AB 5 is devastating. Most government agencies require factor A—some degree of independence—to be classified as an independent contractor. But factor B makes independent contracting unattainable for many gig workers. In essence, California companies can no longer hire independent contractors to perform work within the normal scope of their business.

Uber, Lyft, and DoorDash are already lobbying for an exemption, while contractors in the trucking and entertainment industries also face uncertainty. We can expect the California legislature to respond by picking winners and losers, rather than open doors for flexibility for all workers.

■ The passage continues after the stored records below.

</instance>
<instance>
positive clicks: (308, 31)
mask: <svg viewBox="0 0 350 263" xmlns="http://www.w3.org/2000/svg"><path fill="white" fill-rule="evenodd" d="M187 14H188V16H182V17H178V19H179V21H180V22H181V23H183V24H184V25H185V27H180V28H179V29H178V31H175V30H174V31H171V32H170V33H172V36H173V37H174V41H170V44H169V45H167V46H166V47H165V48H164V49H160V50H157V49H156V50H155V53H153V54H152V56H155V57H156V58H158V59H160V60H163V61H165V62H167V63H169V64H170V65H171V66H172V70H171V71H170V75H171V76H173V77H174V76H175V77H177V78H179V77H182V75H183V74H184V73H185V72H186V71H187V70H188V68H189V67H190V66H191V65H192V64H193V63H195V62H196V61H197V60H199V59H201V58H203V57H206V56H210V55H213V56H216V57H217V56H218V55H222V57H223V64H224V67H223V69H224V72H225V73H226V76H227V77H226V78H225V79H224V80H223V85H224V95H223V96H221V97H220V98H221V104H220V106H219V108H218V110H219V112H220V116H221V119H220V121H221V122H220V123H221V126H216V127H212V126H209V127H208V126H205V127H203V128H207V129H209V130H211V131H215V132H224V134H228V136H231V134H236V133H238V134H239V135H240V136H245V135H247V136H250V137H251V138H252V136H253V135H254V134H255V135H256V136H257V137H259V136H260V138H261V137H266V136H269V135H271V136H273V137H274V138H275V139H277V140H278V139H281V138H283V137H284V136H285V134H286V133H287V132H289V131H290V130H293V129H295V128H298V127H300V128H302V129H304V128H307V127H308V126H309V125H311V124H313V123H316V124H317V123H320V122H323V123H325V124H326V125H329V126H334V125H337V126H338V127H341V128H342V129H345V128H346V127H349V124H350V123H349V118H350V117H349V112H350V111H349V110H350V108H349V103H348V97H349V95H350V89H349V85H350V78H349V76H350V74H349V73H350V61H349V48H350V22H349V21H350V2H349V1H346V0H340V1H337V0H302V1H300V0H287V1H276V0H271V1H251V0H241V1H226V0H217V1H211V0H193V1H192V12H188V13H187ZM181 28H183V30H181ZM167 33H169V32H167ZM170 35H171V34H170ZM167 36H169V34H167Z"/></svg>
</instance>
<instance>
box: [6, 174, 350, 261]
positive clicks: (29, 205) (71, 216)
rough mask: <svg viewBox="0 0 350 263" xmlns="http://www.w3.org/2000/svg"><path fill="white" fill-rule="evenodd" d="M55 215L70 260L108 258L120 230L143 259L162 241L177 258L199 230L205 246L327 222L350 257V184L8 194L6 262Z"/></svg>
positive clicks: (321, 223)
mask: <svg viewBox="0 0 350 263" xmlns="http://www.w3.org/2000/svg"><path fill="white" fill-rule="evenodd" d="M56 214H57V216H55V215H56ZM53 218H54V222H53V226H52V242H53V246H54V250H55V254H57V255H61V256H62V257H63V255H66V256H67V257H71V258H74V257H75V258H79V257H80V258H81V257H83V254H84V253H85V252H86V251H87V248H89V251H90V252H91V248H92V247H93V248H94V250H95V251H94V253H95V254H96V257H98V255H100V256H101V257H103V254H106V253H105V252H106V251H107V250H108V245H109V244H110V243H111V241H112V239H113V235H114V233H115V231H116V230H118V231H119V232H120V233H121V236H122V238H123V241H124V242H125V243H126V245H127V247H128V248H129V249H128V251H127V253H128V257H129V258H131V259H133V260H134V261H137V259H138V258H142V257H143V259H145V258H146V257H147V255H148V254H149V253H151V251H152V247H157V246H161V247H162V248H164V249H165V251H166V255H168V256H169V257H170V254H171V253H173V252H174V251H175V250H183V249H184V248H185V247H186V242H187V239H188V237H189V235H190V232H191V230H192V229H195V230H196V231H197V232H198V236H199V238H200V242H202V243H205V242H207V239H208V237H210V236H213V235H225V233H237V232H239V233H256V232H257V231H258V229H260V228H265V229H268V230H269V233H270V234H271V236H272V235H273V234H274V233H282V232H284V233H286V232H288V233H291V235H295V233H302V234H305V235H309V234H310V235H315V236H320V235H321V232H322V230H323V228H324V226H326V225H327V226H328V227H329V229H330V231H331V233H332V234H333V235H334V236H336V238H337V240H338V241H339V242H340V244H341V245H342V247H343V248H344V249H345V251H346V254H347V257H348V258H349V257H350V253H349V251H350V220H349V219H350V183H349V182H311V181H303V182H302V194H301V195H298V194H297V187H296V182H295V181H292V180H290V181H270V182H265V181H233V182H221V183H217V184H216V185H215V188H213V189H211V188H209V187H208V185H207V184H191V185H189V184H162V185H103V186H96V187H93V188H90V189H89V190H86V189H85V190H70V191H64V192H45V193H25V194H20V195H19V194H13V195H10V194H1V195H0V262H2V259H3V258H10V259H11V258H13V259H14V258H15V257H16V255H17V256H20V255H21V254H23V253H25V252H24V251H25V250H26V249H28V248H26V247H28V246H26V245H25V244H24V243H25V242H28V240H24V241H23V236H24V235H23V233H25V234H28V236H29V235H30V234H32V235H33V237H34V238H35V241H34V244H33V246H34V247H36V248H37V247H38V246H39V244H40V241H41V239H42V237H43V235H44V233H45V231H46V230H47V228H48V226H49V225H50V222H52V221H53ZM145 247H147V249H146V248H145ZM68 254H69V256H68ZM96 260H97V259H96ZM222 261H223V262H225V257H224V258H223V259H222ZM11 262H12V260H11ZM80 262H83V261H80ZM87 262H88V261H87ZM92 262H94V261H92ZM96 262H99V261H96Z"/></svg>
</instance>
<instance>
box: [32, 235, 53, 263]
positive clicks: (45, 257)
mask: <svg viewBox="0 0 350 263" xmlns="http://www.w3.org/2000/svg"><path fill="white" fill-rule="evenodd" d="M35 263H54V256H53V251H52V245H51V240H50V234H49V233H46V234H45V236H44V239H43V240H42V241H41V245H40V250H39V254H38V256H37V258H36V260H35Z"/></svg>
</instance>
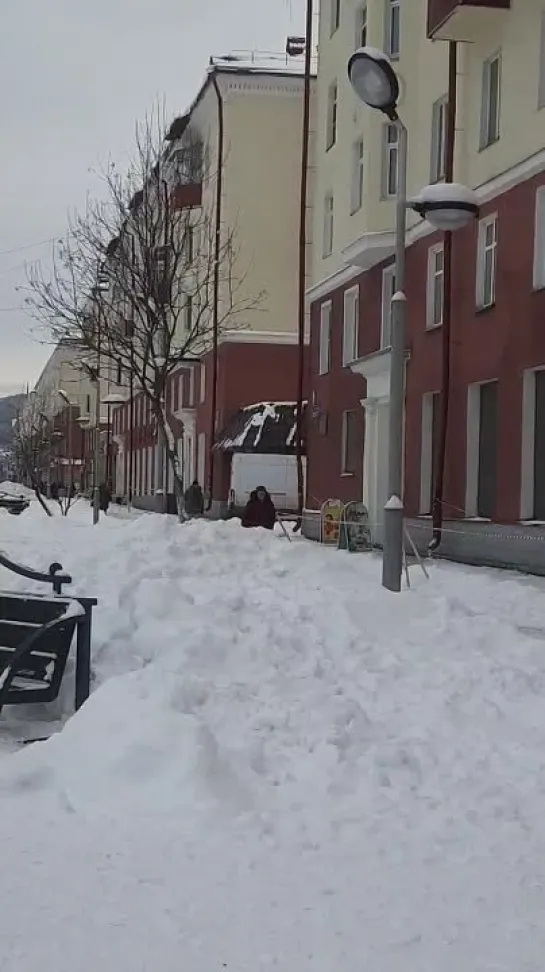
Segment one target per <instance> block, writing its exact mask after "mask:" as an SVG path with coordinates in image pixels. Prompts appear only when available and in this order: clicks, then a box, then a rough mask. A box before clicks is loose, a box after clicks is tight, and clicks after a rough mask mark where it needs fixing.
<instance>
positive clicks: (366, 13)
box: [355, 3, 368, 50]
mask: <svg viewBox="0 0 545 972" xmlns="http://www.w3.org/2000/svg"><path fill="white" fill-rule="evenodd" d="M367 31H368V13H367V3H360V4H359V5H358V7H357V8H356V24H355V37H356V50H358V49H359V48H360V47H365V46H366V45H367Z"/></svg>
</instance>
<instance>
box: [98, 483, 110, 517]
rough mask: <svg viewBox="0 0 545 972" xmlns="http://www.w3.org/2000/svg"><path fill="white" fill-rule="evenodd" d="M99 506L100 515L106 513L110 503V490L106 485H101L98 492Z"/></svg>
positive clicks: (104, 484) (107, 510) (108, 486)
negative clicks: (98, 497)
mask: <svg viewBox="0 0 545 972" xmlns="http://www.w3.org/2000/svg"><path fill="white" fill-rule="evenodd" d="M98 496H99V506H100V510H101V512H102V513H107V512H108V510H109V508H110V503H111V502H112V490H111V488H110V486H109V484H108V483H101V484H100V487H99V491H98Z"/></svg>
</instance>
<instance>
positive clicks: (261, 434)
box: [216, 402, 307, 455]
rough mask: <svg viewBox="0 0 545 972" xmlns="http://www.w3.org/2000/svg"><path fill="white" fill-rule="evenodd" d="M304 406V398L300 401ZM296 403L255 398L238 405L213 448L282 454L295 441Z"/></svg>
mask: <svg viewBox="0 0 545 972" xmlns="http://www.w3.org/2000/svg"><path fill="white" fill-rule="evenodd" d="M303 404H304V407H306V404H307V403H306V402H304V403H303ZM296 431H297V403H296V402H258V403H256V404H254V405H246V406H245V407H244V408H241V409H239V411H238V412H237V413H236V415H235V416H234V417H233V419H232V420H231V421H230V422H229V423H228V425H227V427H226V428H225V430H224V431H223V433H222V435H221V437H220V439H219V441H218V442H217V444H216V449H221V450H222V451H223V452H258V453H264V454H269V455H283V454H285V453H290V452H293V451H294V449H295V445H296Z"/></svg>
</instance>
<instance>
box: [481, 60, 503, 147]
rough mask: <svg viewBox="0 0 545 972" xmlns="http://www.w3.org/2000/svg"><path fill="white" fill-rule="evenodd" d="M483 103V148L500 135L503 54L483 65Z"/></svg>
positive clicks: (482, 103) (488, 61)
mask: <svg viewBox="0 0 545 972" xmlns="http://www.w3.org/2000/svg"><path fill="white" fill-rule="evenodd" d="M482 86H483V88H482V105H481V143H480V147H481V149H484V148H487V147H488V146H489V145H493V143H494V142H497V141H498V139H499V137H500V90H501V54H496V55H494V57H491V58H490V59H489V60H488V61H485V62H484V65H483V81H482Z"/></svg>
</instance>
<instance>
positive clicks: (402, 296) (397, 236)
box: [348, 47, 478, 592]
mask: <svg viewBox="0 0 545 972" xmlns="http://www.w3.org/2000/svg"><path fill="white" fill-rule="evenodd" d="M348 77H349V80H350V83H351V85H352V87H353V89H354V91H355V93H356V94H357V96H358V98H359V99H360V101H363V103H364V104H366V105H368V107H369V108H374V109H376V110H377V111H381V112H382V113H383V114H384V115H386V117H387V118H388V120H389V121H390V122H391V123H392V124H393V125H395V127H396V129H397V133H398V162H397V186H396V227H395V293H394V295H393V297H392V316H391V320H392V323H391V341H390V343H391V350H390V402H389V413H388V420H389V422H388V433H389V435H388V499H387V502H386V505H385V508H384V512H385V516H384V537H383V560H382V585H383V587H386V588H387V589H388V590H390V591H395V592H399V591H400V590H401V578H402V573H403V548H404V537H403V522H404V509H403V426H404V412H405V409H404V392H405V316H406V296H405V248H406V237H407V208H408V207H410V208H411V209H414V210H415V211H416V212H418V213H419V214H420V215H421V216H422V217H423V218H425V219H428V220H429V222H430V223H431V224H432V225H433V226H435V228H437V229H444V228H447V229H449V230H452V229H458V228H459V227H461V226H463V225H465V224H466V223H468V222H469V221H470V220H471V219H472V218H474V217H475V215H476V213H477V211H478V210H477V209H476V207H475V200H474V197H473V196H472V194H470V191H469V190H468V189H465V187H460V186H458V187H454V186H453V185H452V184H451V185H444V184H443V185H438V186H428V187H427V188H426V189H424V190H423V191H422V193H421V194H420V195H419V197H418V198H417V199H415V200H411V202H410V203H408V201H407V160H408V135H407V129H406V127H405V125H404V124H403V122H402V120H401V118H400V117H399V114H398V101H399V79H398V77H397V74H396V72H395V70H394V68H393V67H392V64H391V62H390V59H389V58H388V56H387V55H386V54H385V53H384V52H383V51H380V50H377V49H376V48H374V47H361V48H360V49H359V50H357V51H355V52H354V54H352V56H351V57H350V58H349V61H348ZM455 189H457V190H458V191H453V190H455ZM461 190H464V192H463V193H462V192H461ZM465 194H467V195H465ZM470 196H471V198H470ZM447 224H448V225H447Z"/></svg>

The current war on independent contractors is a war on our freedom. I say it’s time to fight back. Below are a few ideas to get started:

  1. If you are currently an employee, explore your options for going independent. By law, the employer generally bears the risks of misclassification. So if your company supports you in making the switch, just do it!
  2. If you are currently an employer, talk to an employment law attorney about how you can increase your independent contractor workforce. Depending on the state where you operate, and your risk tolerance, this may or may not be possible. Nonetheless, independent contractors are worth considering for the savings and flexibility (i.e., freedom).
  3. If you are a politician, or know a politician, speak up for workplace freedom. Forward this article to your state legislators and members of Congress. Big companies shouldn’t be the only ones lobbying for exceptions to the rules against independent contracting.
  4. If your business comes under attack from a government agency claiming misclassification, push back. Find the best legal help you can afford, and fight as long as you can afford. Realize that you are not alone. Talk to the media, talk to industry groups, talk to politicians who may be able to intervene.
  5. Support businesses that use independent contractors. Use Uber and DoorDash, for sure. But also think about your local handyman, home baker, and teenage landscaper. Encourage hard-working individuals and families on the verge of becoming a small business.

In Federalist No. 46, Madison warned against a “blind and tame submission to the long train of insidious measures” by which government encroaches on our rights. America’s myriad workplace “protections” have become oppressive. Keep the window of freedom propped open. Support the choice to be and hire independent contractors.